TexTee in hand, Mike entered through the front door of Mansfield Perk. The inside was lavishly decorated in faux Regency English style with white table linens and doilies. Behind the counter was a young woman, her hair in a bun, wearing an Empire line dress dotted with little roses, and a young man with curly hair and long sideburns wearing a burgundy waistcoat and knotted white cravat.
“Good day to you, sir,” said the young woman with a curtsey. “It was so lovely you could come visiting on this day.”

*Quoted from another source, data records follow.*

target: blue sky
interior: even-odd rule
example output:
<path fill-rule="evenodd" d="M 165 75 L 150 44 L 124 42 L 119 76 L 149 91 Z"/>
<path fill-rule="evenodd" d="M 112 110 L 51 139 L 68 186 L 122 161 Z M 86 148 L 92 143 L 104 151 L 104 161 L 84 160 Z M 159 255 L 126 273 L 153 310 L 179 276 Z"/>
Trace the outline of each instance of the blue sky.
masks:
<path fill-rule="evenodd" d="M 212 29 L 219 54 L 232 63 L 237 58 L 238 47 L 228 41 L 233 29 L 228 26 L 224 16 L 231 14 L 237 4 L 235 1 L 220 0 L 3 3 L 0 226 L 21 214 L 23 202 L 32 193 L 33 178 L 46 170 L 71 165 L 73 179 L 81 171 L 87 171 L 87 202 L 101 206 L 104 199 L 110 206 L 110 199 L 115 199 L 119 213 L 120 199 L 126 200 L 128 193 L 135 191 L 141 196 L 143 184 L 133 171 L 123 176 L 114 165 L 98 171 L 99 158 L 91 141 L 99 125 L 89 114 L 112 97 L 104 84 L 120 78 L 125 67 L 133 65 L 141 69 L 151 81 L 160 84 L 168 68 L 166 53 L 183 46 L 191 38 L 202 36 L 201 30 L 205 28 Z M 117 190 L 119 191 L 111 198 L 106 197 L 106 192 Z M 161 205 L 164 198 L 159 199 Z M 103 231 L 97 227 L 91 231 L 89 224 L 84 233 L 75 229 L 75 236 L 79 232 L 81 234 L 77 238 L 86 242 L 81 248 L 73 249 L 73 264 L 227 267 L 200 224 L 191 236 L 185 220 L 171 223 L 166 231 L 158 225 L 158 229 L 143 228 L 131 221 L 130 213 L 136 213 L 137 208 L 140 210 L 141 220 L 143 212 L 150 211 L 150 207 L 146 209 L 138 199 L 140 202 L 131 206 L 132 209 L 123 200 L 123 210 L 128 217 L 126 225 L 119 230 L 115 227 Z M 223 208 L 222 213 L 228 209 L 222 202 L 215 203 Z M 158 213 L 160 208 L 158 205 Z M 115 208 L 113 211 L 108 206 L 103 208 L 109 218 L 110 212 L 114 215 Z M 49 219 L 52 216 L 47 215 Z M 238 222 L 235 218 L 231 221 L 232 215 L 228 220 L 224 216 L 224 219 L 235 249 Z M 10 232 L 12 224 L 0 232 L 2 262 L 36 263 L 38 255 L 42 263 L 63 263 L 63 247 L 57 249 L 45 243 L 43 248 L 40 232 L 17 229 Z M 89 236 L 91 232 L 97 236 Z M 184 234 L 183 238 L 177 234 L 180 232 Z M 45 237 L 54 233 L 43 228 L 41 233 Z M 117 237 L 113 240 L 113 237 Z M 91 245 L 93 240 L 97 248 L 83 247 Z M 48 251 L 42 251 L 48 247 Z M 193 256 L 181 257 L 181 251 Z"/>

“Thanks,” replied Mike, looking up at the menu written in chalk on a black slate board. “Elizabeth Bennet’s Black? Mr. Darcy’s Mochachino? What have you got that’s cool? Iced Tea?”

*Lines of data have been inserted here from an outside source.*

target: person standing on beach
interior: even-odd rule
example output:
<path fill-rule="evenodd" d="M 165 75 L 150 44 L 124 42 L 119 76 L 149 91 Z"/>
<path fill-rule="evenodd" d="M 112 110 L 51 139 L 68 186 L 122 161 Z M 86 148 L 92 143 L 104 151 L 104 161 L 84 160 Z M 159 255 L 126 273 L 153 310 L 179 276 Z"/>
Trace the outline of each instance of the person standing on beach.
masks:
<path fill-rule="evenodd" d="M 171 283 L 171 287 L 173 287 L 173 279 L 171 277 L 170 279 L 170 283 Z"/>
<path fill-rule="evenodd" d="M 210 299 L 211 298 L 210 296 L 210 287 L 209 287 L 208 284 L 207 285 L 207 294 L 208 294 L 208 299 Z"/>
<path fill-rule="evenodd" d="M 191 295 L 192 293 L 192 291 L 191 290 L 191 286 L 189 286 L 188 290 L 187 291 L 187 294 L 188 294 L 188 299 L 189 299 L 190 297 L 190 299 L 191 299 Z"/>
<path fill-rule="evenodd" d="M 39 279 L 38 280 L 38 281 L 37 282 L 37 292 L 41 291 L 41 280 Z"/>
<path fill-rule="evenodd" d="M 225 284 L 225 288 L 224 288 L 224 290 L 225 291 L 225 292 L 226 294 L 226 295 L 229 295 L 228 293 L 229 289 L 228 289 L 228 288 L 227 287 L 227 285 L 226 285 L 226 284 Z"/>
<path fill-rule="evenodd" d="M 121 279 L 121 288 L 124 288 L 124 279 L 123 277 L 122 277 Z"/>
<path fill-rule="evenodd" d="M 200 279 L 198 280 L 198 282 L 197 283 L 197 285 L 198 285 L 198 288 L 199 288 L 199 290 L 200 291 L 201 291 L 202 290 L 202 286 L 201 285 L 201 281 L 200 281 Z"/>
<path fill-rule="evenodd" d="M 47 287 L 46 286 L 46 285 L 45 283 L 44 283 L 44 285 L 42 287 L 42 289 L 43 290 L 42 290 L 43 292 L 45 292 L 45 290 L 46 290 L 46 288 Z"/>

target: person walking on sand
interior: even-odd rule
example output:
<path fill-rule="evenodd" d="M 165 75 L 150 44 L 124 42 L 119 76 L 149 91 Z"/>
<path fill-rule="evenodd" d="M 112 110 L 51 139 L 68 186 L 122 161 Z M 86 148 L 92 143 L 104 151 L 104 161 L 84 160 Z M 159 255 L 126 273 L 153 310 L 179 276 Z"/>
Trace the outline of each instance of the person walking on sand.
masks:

“Yes, sir. We have the world’s best iced teas. What kind of tea do you prefer?”
“Um, I’m not really sure.”
“Could I try something?” she asked.
Mike waited for several seconds to hear what she wanted to try, but when she didn’t elaborate, he said. “Okay.”

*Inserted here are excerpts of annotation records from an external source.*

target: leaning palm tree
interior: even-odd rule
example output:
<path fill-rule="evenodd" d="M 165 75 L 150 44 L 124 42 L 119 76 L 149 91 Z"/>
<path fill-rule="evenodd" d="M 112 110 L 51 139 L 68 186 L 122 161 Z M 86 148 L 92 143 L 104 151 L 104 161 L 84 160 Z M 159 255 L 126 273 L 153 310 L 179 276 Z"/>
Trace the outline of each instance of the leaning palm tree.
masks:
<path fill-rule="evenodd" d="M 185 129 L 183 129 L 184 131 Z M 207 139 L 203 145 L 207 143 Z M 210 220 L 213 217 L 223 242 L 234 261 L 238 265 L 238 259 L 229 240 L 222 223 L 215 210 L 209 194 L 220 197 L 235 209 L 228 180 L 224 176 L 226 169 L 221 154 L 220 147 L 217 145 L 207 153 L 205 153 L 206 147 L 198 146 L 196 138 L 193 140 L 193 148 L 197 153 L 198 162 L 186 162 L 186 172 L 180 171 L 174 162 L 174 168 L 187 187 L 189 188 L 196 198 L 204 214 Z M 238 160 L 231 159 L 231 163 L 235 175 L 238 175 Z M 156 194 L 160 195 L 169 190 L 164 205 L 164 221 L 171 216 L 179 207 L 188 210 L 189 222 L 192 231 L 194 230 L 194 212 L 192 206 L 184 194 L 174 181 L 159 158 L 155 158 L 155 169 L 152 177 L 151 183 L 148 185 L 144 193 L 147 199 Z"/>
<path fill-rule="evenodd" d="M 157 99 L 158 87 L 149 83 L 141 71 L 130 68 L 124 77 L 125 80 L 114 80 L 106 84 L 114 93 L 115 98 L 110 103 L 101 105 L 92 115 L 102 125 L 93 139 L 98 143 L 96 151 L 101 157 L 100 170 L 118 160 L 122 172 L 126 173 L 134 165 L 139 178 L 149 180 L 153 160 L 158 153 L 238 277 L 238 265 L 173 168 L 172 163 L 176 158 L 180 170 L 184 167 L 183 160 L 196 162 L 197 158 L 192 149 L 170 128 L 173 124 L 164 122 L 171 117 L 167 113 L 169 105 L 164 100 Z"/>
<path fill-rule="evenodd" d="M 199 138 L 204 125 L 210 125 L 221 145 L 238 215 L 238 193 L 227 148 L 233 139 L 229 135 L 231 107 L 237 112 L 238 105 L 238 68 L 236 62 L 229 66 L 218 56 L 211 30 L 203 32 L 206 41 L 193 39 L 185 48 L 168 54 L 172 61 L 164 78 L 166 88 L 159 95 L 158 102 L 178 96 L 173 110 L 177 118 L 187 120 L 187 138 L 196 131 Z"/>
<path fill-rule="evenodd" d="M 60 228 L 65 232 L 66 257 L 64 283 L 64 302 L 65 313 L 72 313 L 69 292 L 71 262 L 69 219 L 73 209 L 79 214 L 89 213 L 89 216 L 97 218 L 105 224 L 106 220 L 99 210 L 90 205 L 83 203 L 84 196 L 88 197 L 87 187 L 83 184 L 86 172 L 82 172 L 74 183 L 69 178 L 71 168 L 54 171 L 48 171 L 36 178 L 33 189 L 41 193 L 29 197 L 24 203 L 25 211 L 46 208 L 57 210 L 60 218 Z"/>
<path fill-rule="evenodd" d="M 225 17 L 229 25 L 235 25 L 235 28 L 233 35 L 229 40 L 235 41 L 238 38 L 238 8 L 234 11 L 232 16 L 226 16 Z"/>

“You’ll like it. I promise.” Then she hurried around the corner to the back room to “try something.”
“Mindless drones,” said the young man behind the counter.
Mike followed his gaze to the Starbucks.
“What do mermaids have to do with coffee anyway?”
“It’s the book,” offered Mike. “Moby Dick. That’s where the name Starbuck comes from.”
“Does Starbuck drink a lot of coffee in Moby Dick?”
“No, I don’t think so—just the usual amount one would drink as a sailor I guess.”
“Well then, it’s a stupid name for a coffee shop.”
Mike thought about mentioning that there were probably at least as many references to coffee in Herman Melville’s work as there were in all of Jane Austen’s, but he held his tongue. Just then the girl returned with a large glass filled with an orange beverage that could in no way have been iced tea, with twenty or so foot long sprigs of mint sticking from the top. Taking the glass, he found a spot in the corner and sat down, leaned his texTee up against a sugar bowl and fished the mint out of his drink.
So far as he could tell, the drink was about ninety percent orange juice. If there was any tea at all in it, it was vastly overpowered by citrus. It was cool though. And sweet. And minty.
“News,” he said and the small screen in front of him came to life, filled mostly with text, but a window in the top right corner was occupied by a broadcast correspondent. “No. No. Text only. Headlines.”
He silently scanned through the headlines. “President Mendoza tours Antarctic factories.” “India and Iran will host the 2038 and 2039 world cups.” “Vice President McPhee questions the sincerity of Democrats regarding cutting the budget.” “Sixty four people killed in Bosnian hotel fire.” “Court rules sex with a child-like robot does not violate pedophilia laws.” “Great white sightings may be a sign that sharks are not extinct.” “Daffodil touts benefits of BioSoft 1.9.3.”